Construction skills shortages are pushing wages in the sector far above the national average, but could also put at risk some of the Government’s biggest housing and infrastructure programmes, the latest survey by the Royal Institution of Chartered Surveyors (RICS) has revealed.
The RICS UK Construction Market Survey shows that 61% of construction professionals have reported sharp wage rises in the sector. Average construction earnings have risen by more than 6% in the year to October 2015 – a marked increase on the average UK wage rise over the same period of under 2%.
Labour shortages were reported by 66% of construction professionals to be the most significant barrier to growth in the last quarter of 2015. Bricklayers and quantity surveyors are reported to be in particularly short supply, with 62% and 60% of survey respondents having difficulty finding these workers.
RICS Chief Economist, Simon Rubinsohn said: “While workloads are still growing at a relatively healthy pace, labour shortages in the construction sector are causing delays at different stages in the development process and leading to significant problems with project planning. More than 60% of our survey respondents said that these resulting planning delays were an impediment to growth.
“That said, industry wages are becoming increasingly attractive, and I would hope that over time this will encourage skilled workers to return to the sector, as well as drawing school leavers and graduates towards construction industry careers.”
RICS Skills and Talent Director, Sally Speed said: “The construction skills crisis is slowing growth in a sector that is vital to UK plc. Unless Government looks to address the problem urgently, some of its key housing and infrastructure programmes could soon face crippling delays and spiralling costs.
“To tackle the problem, Government must deliver a new skills strategy that will enable industry, unions, and educators to work together and deliver real solutions. Apprenticeships alone will not be enough. Ministers must look to draw a link between education, future careers and skills. Employers need to take the lead in improving skill levels, providing more vocational pathways to work and actively engaging with our country’s schools and colleges.”

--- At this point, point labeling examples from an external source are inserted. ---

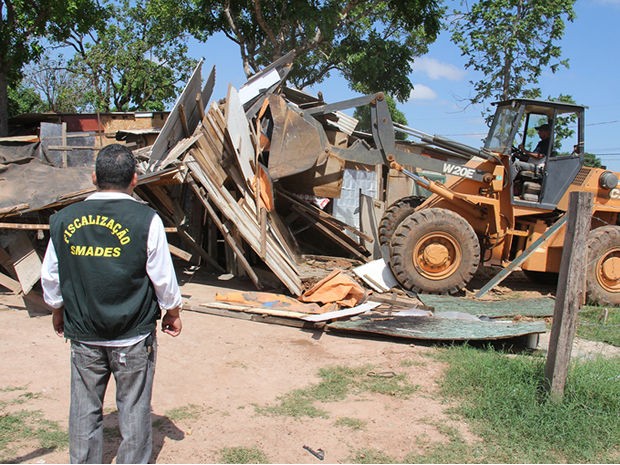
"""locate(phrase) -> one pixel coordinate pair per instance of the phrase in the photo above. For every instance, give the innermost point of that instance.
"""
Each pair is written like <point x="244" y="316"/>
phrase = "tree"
<point x="22" y="26"/>
<point x="22" y="99"/>
<point x="589" y="159"/>
<point x="62" y="90"/>
<point x="134" y="60"/>
<point x="362" y="114"/>
<point x="372" y="43"/>
<point x="510" y="43"/>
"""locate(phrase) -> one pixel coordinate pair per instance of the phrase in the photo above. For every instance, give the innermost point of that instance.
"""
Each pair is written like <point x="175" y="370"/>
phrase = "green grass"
<point x="352" y="423"/>
<point x="336" y="384"/>
<point x="242" y="455"/>
<point x="366" y="455"/>
<point x="504" y="401"/>
<point x="599" y="324"/>
<point x="29" y="426"/>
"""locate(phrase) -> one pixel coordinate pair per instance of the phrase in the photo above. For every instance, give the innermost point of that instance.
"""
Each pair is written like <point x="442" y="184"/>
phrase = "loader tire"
<point x="434" y="251"/>
<point x="394" y="215"/>
<point x="603" y="266"/>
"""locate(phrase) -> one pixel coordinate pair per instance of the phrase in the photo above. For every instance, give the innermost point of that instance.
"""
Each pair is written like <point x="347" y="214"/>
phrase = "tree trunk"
<point x="4" y="104"/>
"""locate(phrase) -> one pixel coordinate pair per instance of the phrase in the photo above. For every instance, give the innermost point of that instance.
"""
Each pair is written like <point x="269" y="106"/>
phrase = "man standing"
<point x="536" y="158"/>
<point x="106" y="274"/>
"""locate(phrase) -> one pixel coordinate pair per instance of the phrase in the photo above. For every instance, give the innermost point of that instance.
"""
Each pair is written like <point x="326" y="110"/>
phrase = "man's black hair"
<point x="115" y="167"/>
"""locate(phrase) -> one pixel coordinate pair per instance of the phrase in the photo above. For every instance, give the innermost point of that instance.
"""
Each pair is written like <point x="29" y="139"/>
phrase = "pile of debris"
<point x="268" y="182"/>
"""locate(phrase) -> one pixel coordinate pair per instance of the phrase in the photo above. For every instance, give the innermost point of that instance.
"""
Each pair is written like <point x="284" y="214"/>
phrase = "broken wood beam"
<point x="226" y="234"/>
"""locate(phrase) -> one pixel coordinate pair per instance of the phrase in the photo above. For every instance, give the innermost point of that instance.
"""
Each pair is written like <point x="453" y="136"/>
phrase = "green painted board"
<point x="535" y="307"/>
<point x="439" y="329"/>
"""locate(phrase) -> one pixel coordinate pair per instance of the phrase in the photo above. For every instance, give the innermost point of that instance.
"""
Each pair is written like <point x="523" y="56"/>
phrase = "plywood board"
<point x="172" y="131"/>
<point x="438" y="329"/>
<point x="238" y="129"/>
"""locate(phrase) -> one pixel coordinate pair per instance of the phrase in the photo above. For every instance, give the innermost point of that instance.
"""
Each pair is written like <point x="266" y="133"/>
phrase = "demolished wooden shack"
<point x="237" y="195"/>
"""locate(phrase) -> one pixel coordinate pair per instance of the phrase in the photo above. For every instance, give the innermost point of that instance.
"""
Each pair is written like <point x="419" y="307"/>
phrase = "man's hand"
<point x="58" y="321"/>
<point x="171" y="322"/>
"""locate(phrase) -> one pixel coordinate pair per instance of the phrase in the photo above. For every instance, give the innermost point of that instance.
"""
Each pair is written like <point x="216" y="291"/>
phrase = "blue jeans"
<point x="133" y="368"/>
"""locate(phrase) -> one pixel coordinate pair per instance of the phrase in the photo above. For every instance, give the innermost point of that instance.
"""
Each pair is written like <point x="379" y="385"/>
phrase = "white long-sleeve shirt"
<point x="159" y="268"/>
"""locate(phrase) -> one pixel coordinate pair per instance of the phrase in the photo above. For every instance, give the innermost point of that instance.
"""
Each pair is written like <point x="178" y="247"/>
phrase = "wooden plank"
<point x="189" y="240"/>
<point x="10" y="284"/>
<point x="14" y="208"/>
<point x="227" y="235"/>
<point x="343" y="241"/>
<point x="172" y="131"/>
<point x="431" y="328"/>
<point x="260" y="310"/>
<point x="224" y="202"/>
<point x="238" y="128"/>
<point x="177" y="252"/>
<point x="570" y="293"/>
<point x="328" y="219"/>
<point x="362" y="308"/>
<point x="296" y="323"/>
<point x="25" y="260"/>
<point x="26" y="226"/>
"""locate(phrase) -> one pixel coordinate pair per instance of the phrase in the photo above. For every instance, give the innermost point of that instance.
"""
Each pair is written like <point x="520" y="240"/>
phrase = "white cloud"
<point x="422" y="92"/>
<point x="435" y="69"/>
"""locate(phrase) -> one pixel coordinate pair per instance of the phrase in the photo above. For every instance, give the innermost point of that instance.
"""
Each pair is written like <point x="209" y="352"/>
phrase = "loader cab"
<point x="514" y="132"/>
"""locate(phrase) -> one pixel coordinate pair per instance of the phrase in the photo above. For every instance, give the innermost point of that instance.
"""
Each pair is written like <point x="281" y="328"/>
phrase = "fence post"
<point x="570" y="292"/>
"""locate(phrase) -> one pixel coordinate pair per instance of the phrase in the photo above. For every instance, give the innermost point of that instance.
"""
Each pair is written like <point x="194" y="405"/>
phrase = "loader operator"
<point x="106" y="274"/>
<point x="536" y="158"/>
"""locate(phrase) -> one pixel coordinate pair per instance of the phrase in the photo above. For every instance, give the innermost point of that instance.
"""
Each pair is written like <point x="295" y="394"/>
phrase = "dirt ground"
<point x="221" y="369"/>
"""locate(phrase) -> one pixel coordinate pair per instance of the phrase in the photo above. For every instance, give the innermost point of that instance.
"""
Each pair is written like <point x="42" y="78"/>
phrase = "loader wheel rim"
<point x="608" y="271"/>
<point x="437" y="255"/>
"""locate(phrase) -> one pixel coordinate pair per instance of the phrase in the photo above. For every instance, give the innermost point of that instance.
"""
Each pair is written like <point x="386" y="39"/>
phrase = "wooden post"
<point x="570" y="292"/>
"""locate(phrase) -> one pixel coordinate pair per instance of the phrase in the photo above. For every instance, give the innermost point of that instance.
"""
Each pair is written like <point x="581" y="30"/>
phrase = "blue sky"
<point x="437" y="104"/>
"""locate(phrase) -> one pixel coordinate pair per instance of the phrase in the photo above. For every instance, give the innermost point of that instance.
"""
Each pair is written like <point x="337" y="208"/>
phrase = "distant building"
<point x="73" y="139"/>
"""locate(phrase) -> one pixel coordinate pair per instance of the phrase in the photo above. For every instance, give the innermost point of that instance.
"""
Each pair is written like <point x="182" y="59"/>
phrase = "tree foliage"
<point x="372" y="43"/>
<point x="510" y="43"/>
<point x="589" y="159"/>
<point x="135" y="59"/>
<point x="362" y="114"/>
<point x="23" y="24"/>
<point x="61" y="90"/>
<point x="23" y="99"/>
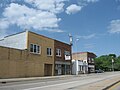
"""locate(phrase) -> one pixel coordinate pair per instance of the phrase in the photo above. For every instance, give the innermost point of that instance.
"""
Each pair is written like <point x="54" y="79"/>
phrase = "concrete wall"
<point x="17" y="41"/>
<point x="22" y="63"/>
<point x="79" y="56"/>
<point x="41" y="58"/>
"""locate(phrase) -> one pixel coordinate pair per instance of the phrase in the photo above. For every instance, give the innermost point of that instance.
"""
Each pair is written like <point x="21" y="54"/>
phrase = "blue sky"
<point x="96" y="23"/>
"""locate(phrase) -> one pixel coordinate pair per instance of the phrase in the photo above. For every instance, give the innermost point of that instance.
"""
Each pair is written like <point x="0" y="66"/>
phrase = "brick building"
<point x="87" y="59"/>
<point x="27" y="54"/>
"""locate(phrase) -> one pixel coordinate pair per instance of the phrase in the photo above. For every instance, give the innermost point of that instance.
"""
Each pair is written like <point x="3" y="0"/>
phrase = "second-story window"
<point x="35" y="48"/>
<point x="49" y="51"/>
<point x="58" y="52"/>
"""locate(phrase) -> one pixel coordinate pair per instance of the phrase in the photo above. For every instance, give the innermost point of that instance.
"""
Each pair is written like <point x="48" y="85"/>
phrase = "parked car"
<point x="99" y="71"/>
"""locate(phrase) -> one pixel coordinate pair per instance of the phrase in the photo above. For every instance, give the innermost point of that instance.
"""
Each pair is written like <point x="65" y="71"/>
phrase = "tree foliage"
<point x="104" y="62"/>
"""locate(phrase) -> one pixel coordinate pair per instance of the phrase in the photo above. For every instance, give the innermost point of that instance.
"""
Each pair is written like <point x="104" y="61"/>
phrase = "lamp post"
<point x="76" y="46"/>
<point x="112" y="64"/>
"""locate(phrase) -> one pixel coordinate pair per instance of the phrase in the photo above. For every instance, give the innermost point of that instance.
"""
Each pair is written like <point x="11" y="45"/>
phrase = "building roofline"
<point x="33" y="33"/>
<point x="83" y="52"/>
<point x="12" y="48"/>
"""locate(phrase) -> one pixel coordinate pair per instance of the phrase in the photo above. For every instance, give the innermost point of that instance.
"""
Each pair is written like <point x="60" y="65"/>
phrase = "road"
<point x="115" y="87"/>
<point x="80" y="82"/>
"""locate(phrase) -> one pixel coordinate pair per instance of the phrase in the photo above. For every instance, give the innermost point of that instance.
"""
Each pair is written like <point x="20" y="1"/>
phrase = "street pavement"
<point x="115" y="87"/>
<point x="79" y="82"/>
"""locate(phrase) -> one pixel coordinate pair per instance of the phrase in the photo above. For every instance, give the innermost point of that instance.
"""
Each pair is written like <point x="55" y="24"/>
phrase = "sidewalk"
<point x="32" y="78"/>
<point x="101" y="85"/>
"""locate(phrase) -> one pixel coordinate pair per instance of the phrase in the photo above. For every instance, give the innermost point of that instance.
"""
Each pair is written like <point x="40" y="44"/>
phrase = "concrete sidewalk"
<point x="33" y="78"/>
<point x="101" y="85"/>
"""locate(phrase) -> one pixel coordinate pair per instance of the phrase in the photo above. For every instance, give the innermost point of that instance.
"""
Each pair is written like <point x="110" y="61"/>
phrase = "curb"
<point x="3" y="81"/>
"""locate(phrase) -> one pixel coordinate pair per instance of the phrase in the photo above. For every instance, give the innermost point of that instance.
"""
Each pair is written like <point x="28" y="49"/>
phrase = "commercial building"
<point x="62" y="58"/>
<point x="83" y="62"/>
<point x="28" y="54"/>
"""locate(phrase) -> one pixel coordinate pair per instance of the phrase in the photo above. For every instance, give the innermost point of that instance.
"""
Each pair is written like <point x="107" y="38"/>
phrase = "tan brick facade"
<point x="23" y="63"/>
<point x="62" y="66"/>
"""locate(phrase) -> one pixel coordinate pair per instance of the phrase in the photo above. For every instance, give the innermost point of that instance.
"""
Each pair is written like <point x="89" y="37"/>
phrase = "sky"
<point x="93" y="24"/>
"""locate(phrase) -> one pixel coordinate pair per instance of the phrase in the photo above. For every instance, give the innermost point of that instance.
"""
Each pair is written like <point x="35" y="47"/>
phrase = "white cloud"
<point x="89" y="46"/>
<point x="55" y="6"/>
<point x="73" y="9"/>
<point x="87" y="37"/>
<point x="91" y="1"/>
<point x="114" y="26"/>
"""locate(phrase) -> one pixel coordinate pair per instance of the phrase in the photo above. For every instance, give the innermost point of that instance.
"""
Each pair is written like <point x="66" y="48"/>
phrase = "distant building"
<point x="27" y="54"/>
<point x="83" y="62"/>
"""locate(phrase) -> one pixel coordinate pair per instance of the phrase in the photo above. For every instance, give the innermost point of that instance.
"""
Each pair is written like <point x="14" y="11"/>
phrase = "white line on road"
<point x="51" y="85"/>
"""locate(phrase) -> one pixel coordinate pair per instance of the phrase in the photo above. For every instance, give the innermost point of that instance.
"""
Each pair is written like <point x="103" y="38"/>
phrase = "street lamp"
<point x="112" y="64"/>
<point x="76" y="46"/>
<point x="71" y="39"/>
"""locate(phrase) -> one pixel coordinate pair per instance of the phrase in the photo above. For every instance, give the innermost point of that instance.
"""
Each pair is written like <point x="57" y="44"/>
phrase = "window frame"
<point x="58" y="52"/>
<point x="36" y="49"/>
<point x="49" y="52"/>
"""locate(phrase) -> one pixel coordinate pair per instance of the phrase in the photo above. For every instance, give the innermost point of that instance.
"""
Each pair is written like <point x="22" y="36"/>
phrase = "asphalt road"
<point x="64" y="83"/>
<point x="115" y="87"/>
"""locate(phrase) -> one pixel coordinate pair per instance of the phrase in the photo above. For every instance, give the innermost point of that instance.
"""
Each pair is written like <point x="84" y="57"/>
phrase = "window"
<point x="67" y="53"/>
<point x="34" y="48"/>
<point x="58" y="52"/>
<point x="49" y="51"/>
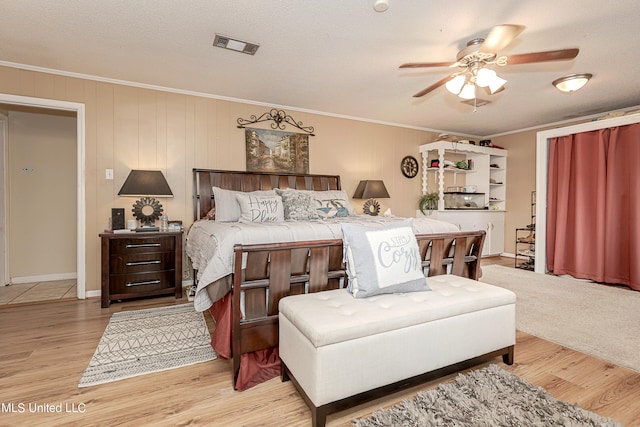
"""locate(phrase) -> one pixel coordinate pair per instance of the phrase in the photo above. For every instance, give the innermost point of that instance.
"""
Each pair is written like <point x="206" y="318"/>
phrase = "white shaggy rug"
<point x="144" y="341"/>
<point x="595" y="319"/>
<point x="485" y="398"/>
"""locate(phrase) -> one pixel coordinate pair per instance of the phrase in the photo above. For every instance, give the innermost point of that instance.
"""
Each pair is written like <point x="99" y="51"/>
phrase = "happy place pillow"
<point x="383" y="260"/>
<point x="255" y="208"/>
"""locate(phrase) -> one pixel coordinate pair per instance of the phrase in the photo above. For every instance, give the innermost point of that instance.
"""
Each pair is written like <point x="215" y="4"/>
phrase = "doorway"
<point x="79" y="111"/>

Net lending to the sector fell by a further £274m in the three months to November, and 64% of respondents highlighted continuing issues around financial constraints. Despite these concerns, 45% said that they expected profit margins to rise over the year to come. The survey revealed that a net balance of 33% of respondents were still seeing an increase in the number of new projects they were taking on down from 39% in the third quarter. The private commercial and private housing sectors continue to be the key drivers of construction activity.